Я не осмелился задать ей вопрос о вчерашнем разговоре, но она, вероятно, догадалась, о чем я подумал, и как бы в ответ на мои мысли сказала, глядя мне прямо в глаза:
— Ты ошибаешься, мой друг: мне не нужно так много счастья. Ведь мы уже и так счастливы, правда?
Она хотела улыбнуться, но улыбке не получилось.
— Нет, потому что я должен покинуть тебя.

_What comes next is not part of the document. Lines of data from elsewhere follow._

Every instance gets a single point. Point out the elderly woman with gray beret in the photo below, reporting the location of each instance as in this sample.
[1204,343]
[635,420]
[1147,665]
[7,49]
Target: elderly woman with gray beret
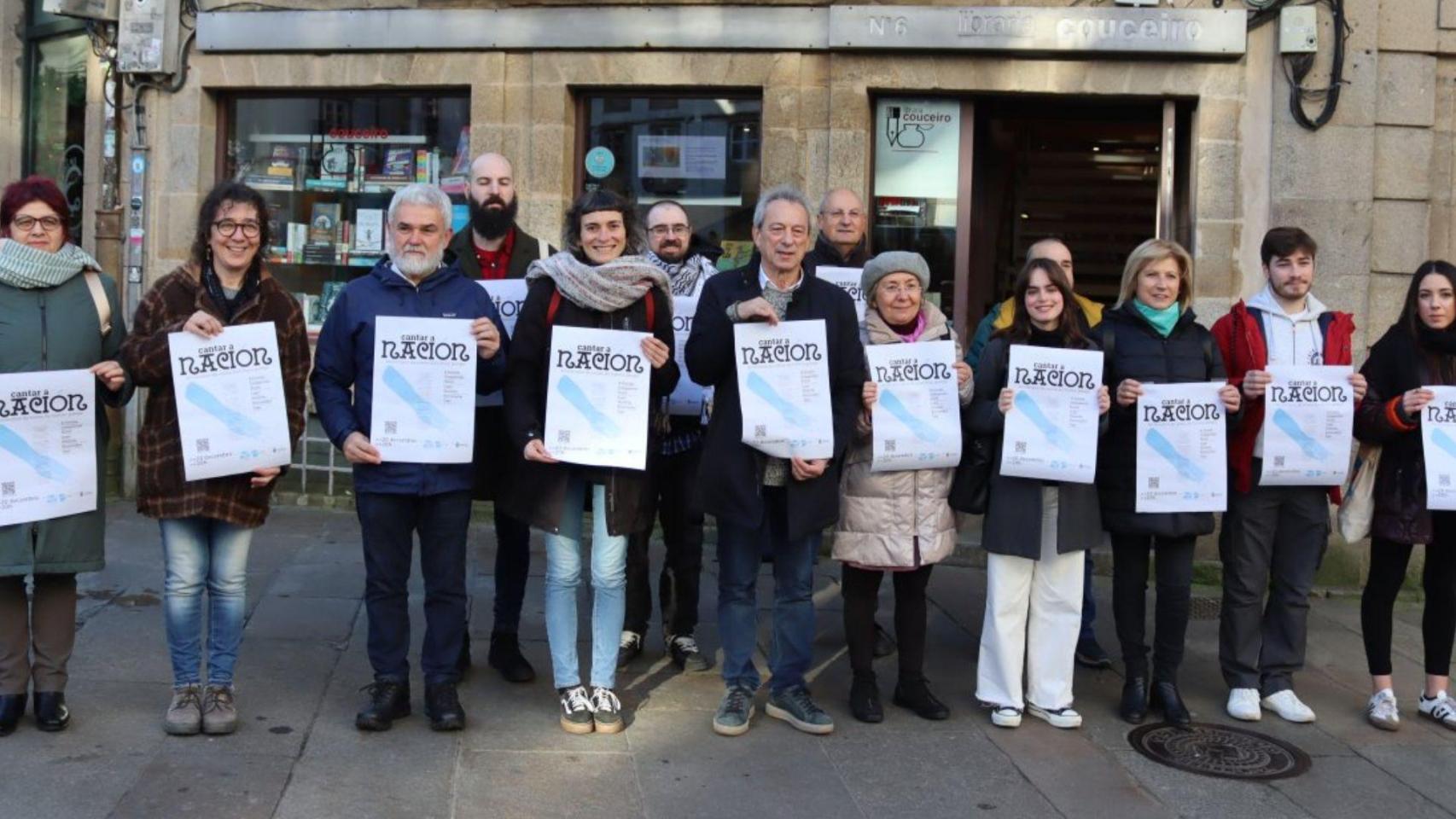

— Послушай, Жером, сегодня я не могу говорить с тобой об этом… Давай не будем омрачать наши последние минуты вместе… Нет-нет. Успокойся же, я люблю тебя сильнее, чем прежде. Я напишу тебе письмо и все объясню. Обещаю, что напишу завтра же… как только ты уедешь. А сейчас ступай, иди! Ну вот, я уже плачу… Оставь меня…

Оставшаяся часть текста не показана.